Fux considerou o STF incompetente para julgar os casos. Os réus são Cristiane Angélica Dumont Araújo e Lucimário Benedito de Camargo Gouveia, acusados de participação nos atos antidemocráticos em Brasília. Ele retomou argumentos usados no julgamento da ação da trama golpista, quando absolveu o ex-presidente Jair Bolsonaro. Na ocasião, o ministro também defendeu três vezes a anulação do processo.

Primeira Turma da Suprema Corte formou maioria para condenar os réus, apesar do voto de Fux. Eles devem ser condenados pelos crimes de associação criminosa armada, tentativa de abolição violenta do Estado democrático de direito, golpe de Estado, dano qualificado e deterioração de bem tombado, com pena de 14 anos de prisão. O julgamento estava suspenso por um pedido de vista de Fux, que devolveu o caso ontem para ser julgado no plenário virtual a partir de 10 de outubro.

Ministro absolveu integralmente Cristiane Angélica Dumont Araújo. Fux a isentou das acusações de golpe de Estado, abolição violenta do Estado democrático de direito, associação criminosa armada, dano qualificado e deterioração de bem tombado, por falta de provas individualizadas. O UOL entrou em contato com a defesa de Cristiane e aguarda um posicionamento.

Fux criticou a denúncia por "generalizar condutas". Segundo ele, não estariam apontados quais seriam os danos causados pelos acusado.

Na ação de outro réu, Lucimário Benedito de Camargo Gouveia, ministro votou pela condenação a 1 ano e 6 meses de prisão por deterioração de bem tombado. Fux afastou as acusações de golpe de Estado, abolição violenta do Estado democrático de direito e associação criminosa, destacando a ausência de provas para sustentar os crimes mais graves. O UOL também procurou a defesa de Gouveia, mas não obteve retorno até o momento.

Fux rebateu críticas

Ministro defendeu sua atuação e rejeitou rótulos de "punitivista" ou garantista. Ele criticou decisões tomadas com urgência, ao afirmar que, em momentos de comoção, "a precipitação se traveste de prudência e o rigor se confunde com firmeza". Fux disse ainda que um magistrado não deve "buscar coerência no erro nem se submeter a rótulos que aprisionem sua coerência"

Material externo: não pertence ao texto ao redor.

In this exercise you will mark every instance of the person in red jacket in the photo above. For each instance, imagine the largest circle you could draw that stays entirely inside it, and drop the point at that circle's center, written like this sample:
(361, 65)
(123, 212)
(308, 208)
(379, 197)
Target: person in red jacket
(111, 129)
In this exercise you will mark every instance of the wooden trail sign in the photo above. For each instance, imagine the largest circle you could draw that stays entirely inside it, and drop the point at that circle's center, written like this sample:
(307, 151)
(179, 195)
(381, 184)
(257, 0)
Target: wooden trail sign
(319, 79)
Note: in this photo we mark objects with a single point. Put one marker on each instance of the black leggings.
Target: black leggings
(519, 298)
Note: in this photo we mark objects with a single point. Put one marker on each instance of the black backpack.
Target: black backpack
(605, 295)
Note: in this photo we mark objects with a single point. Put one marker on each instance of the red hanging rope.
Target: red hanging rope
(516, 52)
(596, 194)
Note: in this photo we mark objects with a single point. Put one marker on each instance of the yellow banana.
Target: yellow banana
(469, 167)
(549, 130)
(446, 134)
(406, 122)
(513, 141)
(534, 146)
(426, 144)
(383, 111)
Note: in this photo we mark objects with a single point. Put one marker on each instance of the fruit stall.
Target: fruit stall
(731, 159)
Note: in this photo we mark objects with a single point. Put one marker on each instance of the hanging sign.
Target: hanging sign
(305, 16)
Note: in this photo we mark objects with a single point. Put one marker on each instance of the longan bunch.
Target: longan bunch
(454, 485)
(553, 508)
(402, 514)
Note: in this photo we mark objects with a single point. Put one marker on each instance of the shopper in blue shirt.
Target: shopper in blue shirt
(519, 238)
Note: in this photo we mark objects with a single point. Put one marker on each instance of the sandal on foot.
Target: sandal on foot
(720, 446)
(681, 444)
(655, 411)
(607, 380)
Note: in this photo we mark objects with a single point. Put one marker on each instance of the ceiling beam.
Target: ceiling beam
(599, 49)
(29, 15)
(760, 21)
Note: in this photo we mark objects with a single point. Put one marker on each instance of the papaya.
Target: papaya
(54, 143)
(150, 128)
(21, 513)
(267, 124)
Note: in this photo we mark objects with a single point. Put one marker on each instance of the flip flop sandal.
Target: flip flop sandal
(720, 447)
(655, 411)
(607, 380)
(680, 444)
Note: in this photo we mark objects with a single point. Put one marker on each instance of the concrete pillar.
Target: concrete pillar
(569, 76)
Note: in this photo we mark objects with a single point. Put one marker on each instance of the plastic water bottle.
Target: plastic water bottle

Ele rebateu críticas sobre sua mudança de entendimento e defendeu a legitimidade de rever posicionamentos. "Meu entendimento anterior, embora amparado pela lógica da urgência, incorreu em injustiças que o tempo e a consciência já não me permitem sustentar. Realinho-me, pois, não por fragilidade de propósito, mas por firmeza na defesa do Estado de Direito"
Ministro ressaltou o que chamou de humildade judicial. "Nenhum de nós é infalível; mas só os que se reconhecem falíveis podem ser realmente justos. A humildade judicial é virtude que, mesmo quando tardia, salva o Direito da petrificação e impede que a Justiça se torne cúmplice da injustiça", escreveu.

Fux condenou diversos acusados pelo 8 de janeiro pelos mesmos crimes que absolveu Bolsonaro. Em novembro de 2023, ele, Cármen Lúcia, Cristiano Zanin, Gilmar Mendes, Edson Fachin, Dias Toffoli acompanharam Alexandre de Moraes para condenar cinco réus por abolição violenta do Estado democrático de direito; golpe de Estado; dano qualificado; deterioração de patrimônio tombado e tombado e associação criminosa.

Fux votou pela absolvição de Bolsonaro

Ministro votou pela absolvição de Jair Bolsonaro (PL) em todos os cinco crimes apontados na ação no STF sobre a trama golpista. "Bolsonaro não tinha dever algum de desmobilizar", afirmou Fux sobre o 8 de janeiro. Na interpretação do ministro, solicitar a agentes públicos que desfizessem a mobilização violaria o princípio da liberdade de expressão (ainda que os manifestantes se encontrassem em frente a quartéis, o que é proibido).